Czernowin’s output includes chamber and orchestral music, with and without electronics. Her works are regularly played in many of the major contemporary music festivals in Europe, as well as in Japan, Korea, Australia, the USA and Canada. Czernowin has composed two large scale works for the stage:
Pnima...ins Innere (2000), commissioned by the Munich Biennale and chosen as best premiere of the year by Opernwelt’s annual critic survey and winner of the coveted Bayerischer Theaterpreis, and
Adama (2004-05), commissioned for Mozart’s 250’s birthday by the Salzburg Festival. Both operas have a strong political content.
Pnima deals with the transmission of a traumatic experience as a vital part of the present, demanding real and active engagement rather than allowing the trauma to become a self-important, rarefied and frozen memorial. With her second opera, she was asked to respond to Mozart's
Zaïde by creating a counterpoint piece.
Adama, which is intertwined with
Zaïde, deals with the impact that a political situation has on the individual and the limited freedom one has when trying to escape this impact.
Similarly to the political rebelliousness of the operas, the chamber music enacts an impatience with known and accepted assumptions. The chamber pieces from the 1990s explore the possibilities of temporal and formal divergence. In both
Afatsim (1996) and
String Quartet (1995), a game is made of changing the identity of the instruments by creating “meta instruments” - combining a few instruments into one identity and then separating them. By doing so the ensemble is able to change its identity within the piece. The unfolding of the piece is further fractured by cutting and displacing parts of the continuity into a forest of chaotic utterances. The
Wintersongs series uses the same septet material reinterpreted five times, becoming an entirely different musical experience with each iteration.
Maim (2001-07), for a large orchestra and a group of soloists, and other works from the 2000s including the electronic works of the experimental studio, speculate about the physicality and motion of material. They touch on a strange and unfamiliar kind of “physics”, which toys with our expectations. The exploration of time and form on the one hand, and of material, its nature and physicality on the other, find a new expression in
HIDDEN (2013-14) for string quartet and electronics, where a slowed down experience of time is coupled with distorted reflections of material, showing a glimpse into a world of unfamiliarity.

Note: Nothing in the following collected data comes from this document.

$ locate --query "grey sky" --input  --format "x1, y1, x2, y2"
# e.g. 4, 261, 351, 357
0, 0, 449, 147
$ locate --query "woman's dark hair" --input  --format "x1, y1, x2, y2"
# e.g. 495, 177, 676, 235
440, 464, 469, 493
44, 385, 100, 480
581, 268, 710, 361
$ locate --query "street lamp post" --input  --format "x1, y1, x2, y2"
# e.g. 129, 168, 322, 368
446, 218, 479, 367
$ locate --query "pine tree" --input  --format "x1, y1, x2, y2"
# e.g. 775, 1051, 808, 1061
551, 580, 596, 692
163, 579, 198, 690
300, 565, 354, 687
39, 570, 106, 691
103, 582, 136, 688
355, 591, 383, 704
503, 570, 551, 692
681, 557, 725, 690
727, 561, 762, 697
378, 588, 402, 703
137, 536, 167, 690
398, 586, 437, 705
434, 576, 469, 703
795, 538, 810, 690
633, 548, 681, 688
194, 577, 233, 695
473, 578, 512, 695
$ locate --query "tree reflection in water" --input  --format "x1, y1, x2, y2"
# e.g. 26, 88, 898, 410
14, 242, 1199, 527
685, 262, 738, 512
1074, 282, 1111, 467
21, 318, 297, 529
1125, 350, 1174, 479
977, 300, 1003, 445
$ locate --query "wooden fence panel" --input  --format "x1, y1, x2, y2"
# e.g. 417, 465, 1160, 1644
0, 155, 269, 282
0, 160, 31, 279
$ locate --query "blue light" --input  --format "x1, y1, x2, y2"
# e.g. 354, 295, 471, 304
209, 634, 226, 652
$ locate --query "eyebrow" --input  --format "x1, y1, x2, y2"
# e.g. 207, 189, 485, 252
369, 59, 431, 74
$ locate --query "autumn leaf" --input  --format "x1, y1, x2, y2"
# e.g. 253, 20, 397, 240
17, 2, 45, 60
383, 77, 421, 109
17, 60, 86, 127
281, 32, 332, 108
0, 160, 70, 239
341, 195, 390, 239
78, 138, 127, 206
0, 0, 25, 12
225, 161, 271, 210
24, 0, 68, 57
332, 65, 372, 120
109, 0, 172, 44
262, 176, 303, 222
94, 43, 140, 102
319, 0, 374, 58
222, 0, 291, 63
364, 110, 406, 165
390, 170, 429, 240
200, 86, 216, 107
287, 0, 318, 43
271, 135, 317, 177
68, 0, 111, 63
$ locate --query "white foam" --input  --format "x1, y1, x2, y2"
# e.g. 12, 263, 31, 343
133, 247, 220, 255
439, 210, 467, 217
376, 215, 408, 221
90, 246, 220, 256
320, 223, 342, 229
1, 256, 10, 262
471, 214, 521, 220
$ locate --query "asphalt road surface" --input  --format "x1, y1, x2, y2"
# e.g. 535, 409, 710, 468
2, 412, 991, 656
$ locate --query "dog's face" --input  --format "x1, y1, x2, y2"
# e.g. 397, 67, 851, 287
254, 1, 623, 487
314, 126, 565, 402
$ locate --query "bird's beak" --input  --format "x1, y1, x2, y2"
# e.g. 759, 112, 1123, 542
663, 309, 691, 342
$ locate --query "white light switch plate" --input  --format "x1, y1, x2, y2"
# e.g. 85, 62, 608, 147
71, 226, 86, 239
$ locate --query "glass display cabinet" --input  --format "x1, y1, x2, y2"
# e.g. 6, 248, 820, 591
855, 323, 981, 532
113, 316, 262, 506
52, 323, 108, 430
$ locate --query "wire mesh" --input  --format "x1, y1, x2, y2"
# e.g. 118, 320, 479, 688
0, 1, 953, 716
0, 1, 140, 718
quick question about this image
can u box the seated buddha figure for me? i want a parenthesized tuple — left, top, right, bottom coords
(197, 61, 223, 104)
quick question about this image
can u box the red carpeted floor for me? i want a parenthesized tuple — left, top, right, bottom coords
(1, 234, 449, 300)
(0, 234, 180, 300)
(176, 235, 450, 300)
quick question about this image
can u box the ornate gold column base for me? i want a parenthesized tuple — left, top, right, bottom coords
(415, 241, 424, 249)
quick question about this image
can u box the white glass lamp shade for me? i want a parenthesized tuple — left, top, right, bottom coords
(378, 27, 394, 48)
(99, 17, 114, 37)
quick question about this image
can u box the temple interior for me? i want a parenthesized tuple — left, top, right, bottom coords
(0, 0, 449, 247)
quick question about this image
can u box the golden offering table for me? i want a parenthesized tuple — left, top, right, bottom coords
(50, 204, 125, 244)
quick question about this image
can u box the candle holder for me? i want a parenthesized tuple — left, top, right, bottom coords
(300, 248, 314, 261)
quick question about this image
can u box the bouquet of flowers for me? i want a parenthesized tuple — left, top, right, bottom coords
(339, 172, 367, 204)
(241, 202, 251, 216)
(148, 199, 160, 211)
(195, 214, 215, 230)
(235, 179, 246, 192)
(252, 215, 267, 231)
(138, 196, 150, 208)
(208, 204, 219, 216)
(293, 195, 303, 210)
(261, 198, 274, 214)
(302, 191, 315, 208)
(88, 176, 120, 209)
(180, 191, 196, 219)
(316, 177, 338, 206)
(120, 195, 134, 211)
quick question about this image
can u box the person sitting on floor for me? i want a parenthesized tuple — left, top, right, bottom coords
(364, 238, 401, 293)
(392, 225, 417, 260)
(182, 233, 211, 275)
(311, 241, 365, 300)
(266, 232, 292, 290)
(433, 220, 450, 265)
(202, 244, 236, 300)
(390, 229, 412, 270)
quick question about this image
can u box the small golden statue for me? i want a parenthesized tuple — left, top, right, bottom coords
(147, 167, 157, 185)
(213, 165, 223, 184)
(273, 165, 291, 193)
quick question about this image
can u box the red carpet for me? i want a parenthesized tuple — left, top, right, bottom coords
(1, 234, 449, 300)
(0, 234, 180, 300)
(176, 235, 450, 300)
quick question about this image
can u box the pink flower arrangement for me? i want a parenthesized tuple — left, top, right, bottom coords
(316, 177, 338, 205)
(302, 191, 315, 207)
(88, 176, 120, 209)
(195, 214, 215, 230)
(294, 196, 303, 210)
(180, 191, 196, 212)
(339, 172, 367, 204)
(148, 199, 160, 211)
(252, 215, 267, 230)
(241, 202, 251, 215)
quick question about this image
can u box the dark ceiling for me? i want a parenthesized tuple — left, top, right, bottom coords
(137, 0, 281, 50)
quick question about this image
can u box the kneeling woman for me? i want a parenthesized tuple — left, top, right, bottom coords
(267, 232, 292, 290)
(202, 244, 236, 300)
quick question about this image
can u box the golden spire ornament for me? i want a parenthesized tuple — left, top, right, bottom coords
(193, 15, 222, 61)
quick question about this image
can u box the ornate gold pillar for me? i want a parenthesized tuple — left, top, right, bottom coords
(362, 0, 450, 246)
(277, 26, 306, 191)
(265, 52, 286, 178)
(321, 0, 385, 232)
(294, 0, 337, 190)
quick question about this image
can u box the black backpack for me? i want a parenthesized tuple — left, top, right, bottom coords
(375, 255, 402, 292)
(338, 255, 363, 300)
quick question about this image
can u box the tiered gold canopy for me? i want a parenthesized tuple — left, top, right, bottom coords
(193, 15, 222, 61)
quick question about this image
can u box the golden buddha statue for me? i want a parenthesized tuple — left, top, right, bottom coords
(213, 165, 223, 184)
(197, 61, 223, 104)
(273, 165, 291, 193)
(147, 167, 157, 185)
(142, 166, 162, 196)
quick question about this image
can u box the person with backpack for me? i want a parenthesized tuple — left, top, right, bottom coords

Czernowin's work is a significant and unique voice in the music of the present. She has received numerous awards for her compositions, including the Kranichsteiner Musikpreis (1992), Asahi Shimbun Fellowship Prize (1993), the Schloss Solitude Fellowship (1996), the IRCAM Reading Panel (1998), the Composer’s Prize by the Ernst von Siemens Music Foundation (2003), the Rockefeller Foundation Prize (2004), the Fromm Foundation Award (2008), a nomination of the Berlin Wissenschaftskolleg (2008), the Guggenheim Fellowship Award (2011) and the Heidelberger Künstlerinnenpreis (2016). She was Artist in Residence with the Salzburg Festival in 2005/06 and with the Lucerne Festival, Switzerland in 2013.